One of the most common questions I get when talking to folks about database administration is how to measure the effectiveness and quality of a DBA staff. This question is not really an easy one to answer, and for a number of reasons. The most important reason is that the role of the DBA is constantly changing, so being able to measure something that is always in flux is challenging. One example of this constant change is that DBAs need to go beyond relational, to manage more than just relational/SQL database systems. But there are more examples, of which I have extensively written about and spoken of.
One popular post of mine, titled How Many DBAs?, discusses the difficulty of determining the appropriate staffing level for a DBA group. Basically, it boils down to the techies usually thinking that more DBAs are needed, and management saying that there are already enough (or, even worse, too many) DBAs on staff. The humorous reply from the DBA manager when asked how many DBAs they need is always the same: “one more, please!”
And that brings me to today’s entry, in which we look at what type of metrics are useful for measuring the DBA’s quality of work. So, what is a good way to manage how effective your DBA group is?
A good DBA has to be a jack of all trades. And each of these “trades” can have multiple metrics for measuring success. For example, a metric suggested by one reader was to measure the number of SQL statements that are processed successfully. But what does “successfully” mean? Does it mean that it is syntactically correct, that the statement returned the correct results, that it returned the correct results in a reasonable time?
And what is a “reasonable” time? Two seconds? One minute? A half an hour? Unless you have established service level agreements (SLAs) it is unfair to measure the DBA on response time. And the DBA must participate in establishing reasonable SLAs (in terms of cost and response time) lest s/he be handed a task that cannot be achieved.
Measuring the number of incidence reports is another oft-cited potential metric. Well, this is fine if it is limited to only true problems that might have been caused by the DBA. But not all database problems are legitimately under the control of the DBA. Should the DBA be held accountable for bugs in the DBMS (caused by the DBMS vendor); or for poor SQL written by developers when no time is given to the DBA for review; or for design elements forced on him or her by an overzealous development team (happens all the time).

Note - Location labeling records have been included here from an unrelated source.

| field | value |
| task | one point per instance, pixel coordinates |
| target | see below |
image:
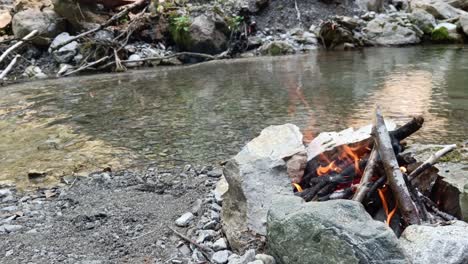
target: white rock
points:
(267, 259)
(220, 244)
(184, 220)
(221, 257)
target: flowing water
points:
(206, 113)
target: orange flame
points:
(385, 206)
(298, 187)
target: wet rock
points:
(464, 23)
(440, 9)
(184, 220)
(329, 232)
(254, 175)
(221, 257)
(10, 228)
(446, 33)
(267, 259)
(46, 22)
(134, 61)
(386, 30)
(66, 53)
(34, 72)
(370, 5)
(276, 48)
(436, 244)
(83, 16)
(5, 19)
(220, 244)
(423, 20)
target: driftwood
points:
(431, 161)
(111, 20)
(365, 184)
(392, 170)
(18, 44)
(9, 67)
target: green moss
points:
(440, 34)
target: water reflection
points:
(206, 113)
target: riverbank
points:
(122, 217)
(150, 34)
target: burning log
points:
(392, 170)
(364, 185)
(431, 161)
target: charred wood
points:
(392, 170)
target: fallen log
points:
(18, 44)
(431, 161)
(9, 67)
(111, 20)
(392, 171)
(365, 184)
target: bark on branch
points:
(392, 170)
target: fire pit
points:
(357, 184)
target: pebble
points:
(267, 259)
(220, 244)
(184, 220)
(10, 228)
(196, 207)
(221, 257)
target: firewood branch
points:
(111, 20)
(392, 170)
(18, 44)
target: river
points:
(205, 113)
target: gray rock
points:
(267, 259)
(184, 220)
(221, 257)
(464, 23)
(423, 20)
(254, 175)
(436, 244)
(220, 244)
(10, 228)
(338, 231)
(205, 235)
(387, 31)
(440, 9)
(207, 34)
(134, 60)
(46, 22)
(276, 48)
(370, 5)
(66, 53)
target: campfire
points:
(393, 187)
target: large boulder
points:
(392, 30)
(446, 244)
(46, 22)
(440, 9)
(423, 20)
(82, 16)
(446, 33)
(254, 175)
(335, 231)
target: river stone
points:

I like the idea of using an availability metric, but it should be tempered against your specific environment and your organization’s up-time requirements. In other words, what is the availability required? Once again, back to SLAs. And the DBA should not be judged harshly for not achieving availability if the DBMS does not deliver the possibility of availability (e.g. online reorg and change management) or the organization does not purchase reasonable availability solutions from a third party vendor. Many times the DBA is hired well after the DBMS has been selected. Should the DBA be held accountable for deficiencies in the DBMS itself if he or she had no input at all into the DBMS purchase decision?
And what about those DBA tools that can turn downtime into up-time and ease administrative tasks? Well, most DBAs want all of these tools they can get their hands on. But if the organization has no (or little) budget, then the tools will not be bought. And should the DBA be held responsible for downtime when he is not given the proper tools to manage the problem?

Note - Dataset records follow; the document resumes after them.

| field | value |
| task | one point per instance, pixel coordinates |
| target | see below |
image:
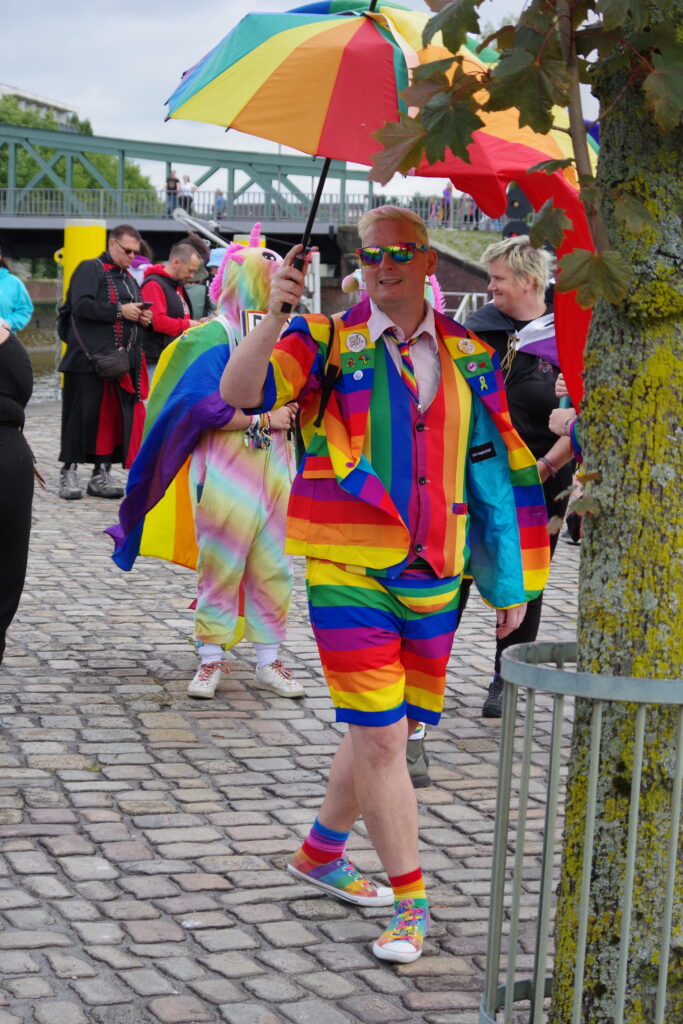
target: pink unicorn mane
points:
(243, 281)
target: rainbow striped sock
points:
(324, 845)
(410, 886)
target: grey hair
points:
(523, 259)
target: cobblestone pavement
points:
(144, 836)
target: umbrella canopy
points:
(324, 77)
(319, 83)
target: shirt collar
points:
(378, 323)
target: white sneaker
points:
(276, 679)
(206, 680)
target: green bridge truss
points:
(53, 155)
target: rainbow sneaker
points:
(342, 880)
(402, 940)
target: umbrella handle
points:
(298, 263)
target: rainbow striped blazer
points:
(341, 508)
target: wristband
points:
(548, 463)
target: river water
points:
(44, 351)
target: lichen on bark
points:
(631, 589)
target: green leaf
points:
(402, 148)
(633, 214)
(418, 93)
(538, 16)
(454, 23)
(555, 524)
(613, 12)
(664, 91)
(590, 194)
(450, 125)
(535, 86)
(503, 38)
(596, 37)
(594, 275)
(549, 166)
(432, 69)
(549, 223)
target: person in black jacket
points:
(518, 324)
(171, 309)
(102, 420)
(15, 476)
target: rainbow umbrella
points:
(323, 78)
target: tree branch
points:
(577, 126)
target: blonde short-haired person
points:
(518, 324)
(414, 464)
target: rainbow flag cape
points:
(156, 516)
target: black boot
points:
(70, 488)
(100, 483)
(493, 706)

OK then, what about a metric based on response to problems? This metric would not necessarily mean that the problem was resolved, but that the DBA has responded to the “complaining” entity and is working on a resolution. Such a metric would lean toward treating database administration as a service or help desk type of function. This sounds more reasonable, at least from the perspective of the DBA, but I actually think this is much too narrow a metric for measuring DBAs.

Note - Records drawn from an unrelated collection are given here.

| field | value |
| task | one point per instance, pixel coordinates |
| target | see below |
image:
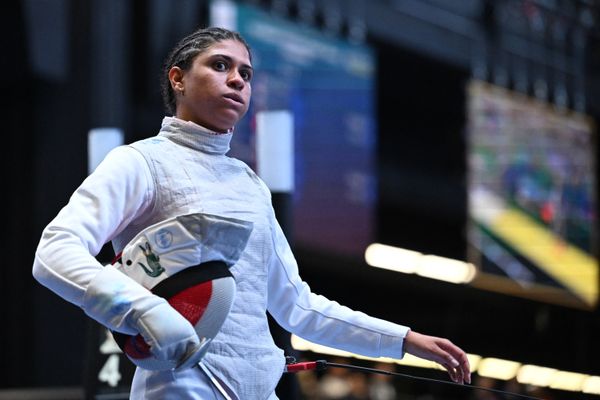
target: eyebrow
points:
(230, 59)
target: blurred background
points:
(445, 177)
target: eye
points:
(220, 66)
(246, 74)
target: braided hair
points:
(183, 54)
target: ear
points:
(176, 78)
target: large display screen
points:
(532, 197)
(328, 86)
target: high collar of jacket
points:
(190, 134)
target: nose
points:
(235, 80)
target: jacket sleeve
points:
(117, 192)
(317, 319)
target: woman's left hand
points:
(441, 351)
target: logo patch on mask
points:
(163, 238)
(154, 268)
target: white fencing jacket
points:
(184, 169)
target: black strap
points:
(191, 276)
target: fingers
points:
(456, 362)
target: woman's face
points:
(215, 91)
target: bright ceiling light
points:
(392, 258)
(498, 369)
(412, 262)
(446, 269)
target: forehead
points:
(230, 48)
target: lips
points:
(235, 97)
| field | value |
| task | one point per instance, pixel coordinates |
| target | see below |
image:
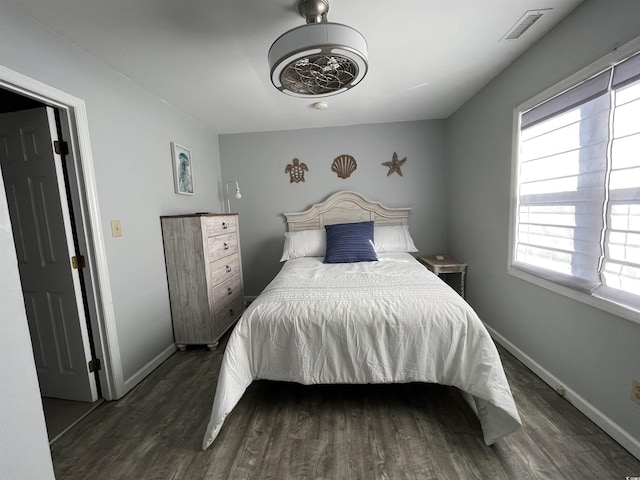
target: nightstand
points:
(444, 264)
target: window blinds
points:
(578, 215)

Any fair DBA evaluation metric must be developed with an understanding of the environment in which the DBA works. This requires an in-depth analysis of things like:
- number of applications that must be supported,
- number of databases and size of those databases,
- number of database servers,
- types of database systems (pre-relational, relational, NoSQL, etc.),
- use of the databases (OLTP, OLAP, web-enabled, analytics, ad hoc, etc.),
- number of different DBMSs (that is, Oracle, Db2, Sybase, MySQL, IMS, etc.),
- number of OS platforms to be supported (Windows, UNIX, Linux, z/OS, iSeries, etc.),
- on-premises versus cloud implementations and workloads,
- special consideration for ERP applications due to their non-standard DBMS usage,
- number of users and number of concurrent users,
- type of Service Level Agreements in effect or planned,
- availability required (24/7 or something less),
- the impact of database downtime on the business ($$$),
- backup and recovery requirements including disaster planning and the availability of recovery time objectives (RTOs),
- performance requirements (subsecond or longer – gets back to the SLA issue),
- type of applications (mission-critical vs. non-mission-critical),
- frequency of change requests.
This is probably an incomplete list, but it accurately represents the complexity and challenges faced by DBAs on a daily basis. Of course, the best way to measure DBA effectiveness is to judge the quality of all the tasks that they perform. But many aspects of such measurements will be subjective. Keep in mind that a DBA performs many tasks to ensure that the organization’s data and databases are useful, useable, available, and correct. These tasks include data modeling, logical and physical database design, database change management, performance monitoring and tuning, assuring availability, authorizing security, backup and recovery, ensuring data integrity, and, really, anything that interfaces with the company’s databases. Developing a consistent metric for measuring these tasks in a non-subjective way is challenging.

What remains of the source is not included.